Attorney General Bill Mims recently announced three more legal actions stemming from supposed price-gouging in the wake of a state of emergency Kaine declared two years ago as Hurricane Ike bore down on the Gulf Coast. The new cases -- affecting two service stations in Salem and one in Roanoke -- bring the running total to five.

The cluster of cases around Roanoke (another case involved stations run by Bucko's Pantry in Radford) illustrates the flaw inherent in Virginia's Post-Disaster Anti-Price Gouging Act. The law forbids charging "unconscionable" prices during an emergency. It defines as "unconscionable" a price that "grossly exceeds" prices charged before an emergency. The economically illiterate notion behind the price-gouging law seems to be that a merchant who raises prices during an emergency is ripping off his customers. But the premise ignores the law of supply and demand. The stations in question were not randomly jacking up their rates. They were responding to real-world market forces.

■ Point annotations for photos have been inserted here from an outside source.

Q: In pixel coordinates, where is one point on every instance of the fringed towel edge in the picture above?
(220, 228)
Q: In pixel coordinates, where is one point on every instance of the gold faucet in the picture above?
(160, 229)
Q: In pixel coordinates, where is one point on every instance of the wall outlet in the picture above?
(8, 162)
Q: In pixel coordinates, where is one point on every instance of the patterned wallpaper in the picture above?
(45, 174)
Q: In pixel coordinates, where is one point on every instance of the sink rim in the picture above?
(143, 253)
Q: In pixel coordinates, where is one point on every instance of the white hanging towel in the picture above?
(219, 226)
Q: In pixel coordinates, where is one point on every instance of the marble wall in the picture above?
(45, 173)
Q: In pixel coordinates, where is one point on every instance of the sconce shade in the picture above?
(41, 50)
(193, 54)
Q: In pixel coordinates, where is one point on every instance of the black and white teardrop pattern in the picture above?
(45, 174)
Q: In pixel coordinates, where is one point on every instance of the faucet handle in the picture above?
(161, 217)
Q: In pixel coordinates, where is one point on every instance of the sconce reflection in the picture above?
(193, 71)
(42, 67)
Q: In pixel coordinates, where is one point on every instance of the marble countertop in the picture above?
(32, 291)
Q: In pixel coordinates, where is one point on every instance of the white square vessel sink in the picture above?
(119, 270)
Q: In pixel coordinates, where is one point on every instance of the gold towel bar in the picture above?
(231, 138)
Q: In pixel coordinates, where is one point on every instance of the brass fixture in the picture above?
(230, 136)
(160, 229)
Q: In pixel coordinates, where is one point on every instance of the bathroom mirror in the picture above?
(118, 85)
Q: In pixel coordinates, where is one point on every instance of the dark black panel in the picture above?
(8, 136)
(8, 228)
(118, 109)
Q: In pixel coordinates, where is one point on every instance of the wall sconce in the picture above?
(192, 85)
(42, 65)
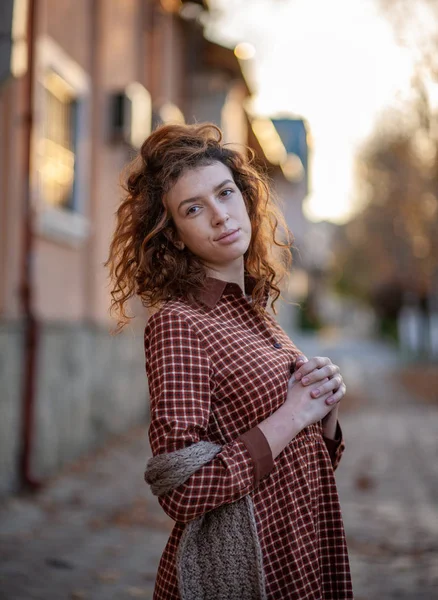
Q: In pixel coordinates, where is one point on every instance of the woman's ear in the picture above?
(172, 237)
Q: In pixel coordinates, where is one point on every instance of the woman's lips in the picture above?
(230, 237)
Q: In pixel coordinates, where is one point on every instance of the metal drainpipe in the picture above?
(31, 326)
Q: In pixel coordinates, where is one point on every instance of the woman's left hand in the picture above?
(321, 368)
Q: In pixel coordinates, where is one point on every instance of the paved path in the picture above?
(96, 533)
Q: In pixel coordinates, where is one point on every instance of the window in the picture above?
(61, 148)
(56, 169)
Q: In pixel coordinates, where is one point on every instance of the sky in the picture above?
(336, 64)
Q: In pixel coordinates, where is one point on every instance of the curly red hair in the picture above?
(143, 262)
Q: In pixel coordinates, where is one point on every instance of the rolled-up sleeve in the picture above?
(180, 380)
(336, 446)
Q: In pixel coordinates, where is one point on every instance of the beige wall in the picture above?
(12, 129)
(71, 280)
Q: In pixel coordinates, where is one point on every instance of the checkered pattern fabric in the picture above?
(215, 370)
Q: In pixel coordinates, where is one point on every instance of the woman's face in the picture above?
(206, 205)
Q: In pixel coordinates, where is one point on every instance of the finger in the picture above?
(337, 396)
(300, 360)
(314, 363)
(330, 385)
(319, 374)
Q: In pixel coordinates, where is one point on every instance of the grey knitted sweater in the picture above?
(219, 555)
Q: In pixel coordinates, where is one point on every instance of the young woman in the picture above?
(244, 450)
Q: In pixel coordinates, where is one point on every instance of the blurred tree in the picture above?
(388, 254)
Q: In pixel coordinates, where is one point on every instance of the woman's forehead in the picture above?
(198, 181)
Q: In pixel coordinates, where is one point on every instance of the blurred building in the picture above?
(82, 83)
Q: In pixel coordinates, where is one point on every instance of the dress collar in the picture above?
(214, 288)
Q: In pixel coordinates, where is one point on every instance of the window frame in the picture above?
(64, 225)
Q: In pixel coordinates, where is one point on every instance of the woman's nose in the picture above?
(220, 216)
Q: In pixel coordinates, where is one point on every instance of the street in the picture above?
(95, 532)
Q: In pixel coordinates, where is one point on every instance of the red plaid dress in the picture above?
(215, 370)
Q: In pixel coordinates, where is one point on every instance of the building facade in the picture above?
(100, 74)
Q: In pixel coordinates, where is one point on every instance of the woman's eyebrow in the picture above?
(215, 189)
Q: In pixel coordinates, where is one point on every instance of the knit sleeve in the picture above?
(181, 379)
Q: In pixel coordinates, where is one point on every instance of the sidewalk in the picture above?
(95, 532)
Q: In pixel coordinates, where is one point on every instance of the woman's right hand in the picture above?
(302, 406)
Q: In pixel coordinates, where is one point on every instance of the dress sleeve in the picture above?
(180, 380)
(335, 447)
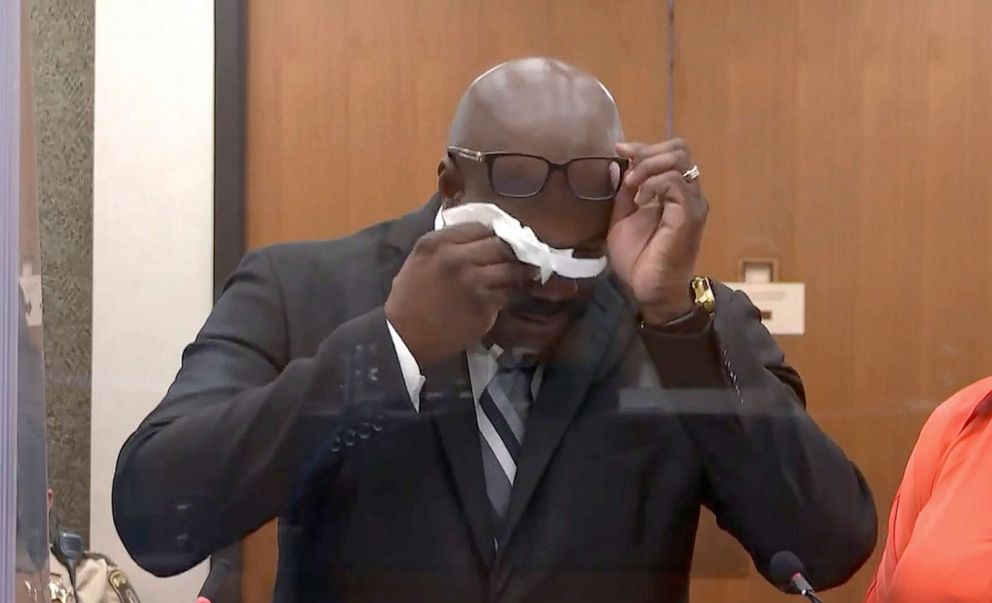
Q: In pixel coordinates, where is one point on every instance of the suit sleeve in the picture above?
(775, 480)
(244, 427)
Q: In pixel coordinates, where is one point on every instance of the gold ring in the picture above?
(691, 175)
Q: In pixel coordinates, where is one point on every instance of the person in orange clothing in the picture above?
(939, 546)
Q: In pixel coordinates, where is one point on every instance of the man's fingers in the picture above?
(677, 160)
(491, 250)
(504, 276)
(638, 151)
(666, 187)
(623, 204)
(460, 233)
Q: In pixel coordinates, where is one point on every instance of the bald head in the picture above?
(540, 106)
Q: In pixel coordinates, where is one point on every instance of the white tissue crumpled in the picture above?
(525, 244)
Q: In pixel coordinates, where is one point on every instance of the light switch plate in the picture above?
(782, 305)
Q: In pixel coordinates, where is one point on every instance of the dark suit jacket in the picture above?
(291, 403)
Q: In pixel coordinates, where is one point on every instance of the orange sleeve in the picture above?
(935, 439)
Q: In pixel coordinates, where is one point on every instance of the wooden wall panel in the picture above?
(851, 140)
(349, 101)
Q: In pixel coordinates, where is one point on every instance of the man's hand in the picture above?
(449, 291)
(656, 228)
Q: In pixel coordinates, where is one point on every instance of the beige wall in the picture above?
(152, 231)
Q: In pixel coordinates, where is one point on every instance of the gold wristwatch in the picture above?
(702, 292)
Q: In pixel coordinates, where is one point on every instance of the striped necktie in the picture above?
(501, 412)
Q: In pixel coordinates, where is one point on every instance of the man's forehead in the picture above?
(537, 106)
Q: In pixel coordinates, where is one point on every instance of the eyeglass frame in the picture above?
(487, 158)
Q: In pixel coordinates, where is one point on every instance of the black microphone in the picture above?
(215, 580)
(786, 571)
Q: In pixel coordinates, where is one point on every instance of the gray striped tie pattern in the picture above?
(501, 412)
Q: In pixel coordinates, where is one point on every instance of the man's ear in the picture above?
(450, 182)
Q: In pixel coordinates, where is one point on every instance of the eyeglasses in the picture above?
(521, 175)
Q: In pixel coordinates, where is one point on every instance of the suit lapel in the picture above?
(567, 378)
(399, 240)
(447, 399)
(447, 393)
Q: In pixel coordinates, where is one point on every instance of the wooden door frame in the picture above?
(230, 31)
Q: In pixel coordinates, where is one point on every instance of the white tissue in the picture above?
(525, 244)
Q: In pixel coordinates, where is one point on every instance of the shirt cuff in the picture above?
(408, 365)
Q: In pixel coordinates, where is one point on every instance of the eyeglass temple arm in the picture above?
(467, 154)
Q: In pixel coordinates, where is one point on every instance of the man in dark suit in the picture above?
(431, 424)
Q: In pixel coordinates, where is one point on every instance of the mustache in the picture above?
(533, 306)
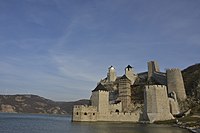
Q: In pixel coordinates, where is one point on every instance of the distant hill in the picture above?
(35, 104)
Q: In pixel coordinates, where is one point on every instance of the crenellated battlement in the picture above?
(83, 107)
(156, 86)
(173, 70)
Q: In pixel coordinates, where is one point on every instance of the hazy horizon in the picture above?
(60, 49)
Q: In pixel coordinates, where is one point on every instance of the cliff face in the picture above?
(35, 104)
(191, 77)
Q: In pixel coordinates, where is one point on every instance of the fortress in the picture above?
(113, 98)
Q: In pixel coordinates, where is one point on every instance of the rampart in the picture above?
(175, 83)
(156, 103)
(84, 113)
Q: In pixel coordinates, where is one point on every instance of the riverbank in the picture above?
(191, 123)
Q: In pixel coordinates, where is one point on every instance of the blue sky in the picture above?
(60, 49)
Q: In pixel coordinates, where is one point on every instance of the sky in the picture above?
(60, 49)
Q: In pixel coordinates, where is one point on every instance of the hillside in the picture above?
(35, 104)
(191, 77)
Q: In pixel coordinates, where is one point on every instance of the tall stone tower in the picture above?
(175, 83)
(125, 92)
(100, 99)
(152, 67)
(111, 75)
(130, 74)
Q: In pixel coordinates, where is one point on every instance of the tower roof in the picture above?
(129, 66)
(99, 87)
(124, 77)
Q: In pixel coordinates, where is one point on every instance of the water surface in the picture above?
(26, 123)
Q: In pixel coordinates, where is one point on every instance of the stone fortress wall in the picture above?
(175, 83)
(155, 96)
(160, 101)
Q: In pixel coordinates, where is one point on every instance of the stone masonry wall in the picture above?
(156, 103)
(175, 83)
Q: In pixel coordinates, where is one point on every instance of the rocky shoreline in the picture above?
(193, 125)
(194, 128)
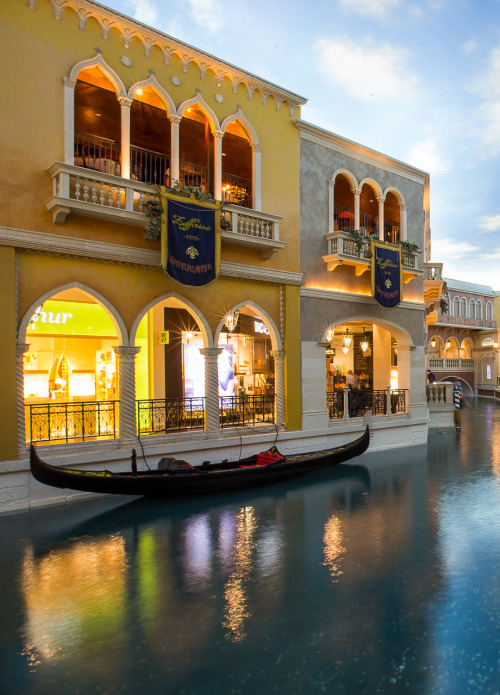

Hurricane Ike caused disruptions in the supply of gasoline. For that reason, Kaine suspended rules that normally require the selling of certain types of specially reformulated gasoline blends -- thereby enabling retailers to sell blends they would not have been able to at the time. The decision amounts to an implicit admission that supplies of reformulated blends were running short.

Demand also was soaring. News reports related tales of "panic buying" as "motorists began topping off their tanks and filled cans of gasoline for their personal reserves." Many stations ran out of gasoline, as WSLS-10 reported on Sept. 15, 2008: "Ike sent prices soaring and put people in a frenzy. In fact, the Pure gas station on Franklin Road is one of the many stations in our area that ran out of regular unleaded gas . . . .The station ran out Saturday and has not had as much business in their store since . . . .Other gas stations in our area including some Sheetz stations and at least one 7-Eleven are also waiting for a new shipment of gas."

When demand greatly exceeds supply, either prices go up or shortages occur. Unlike the stations mentioned above, the Bucko's Pantry stations that briefly jacked up prices to stem the panic buying did not run out of gasoline.

Prices are signals. Sharply higher prices send the message that consumers should buy no more than they need, so that some of the limited supply will be available to others. They are an efficient means to say: No hoarding. Indeed, emergencies are precisely the times when price spikes ought to be expected. It's time Virginia repealed its irrational price-gouging law -- and gave the lawyers charged with enforcing it more productive work to do.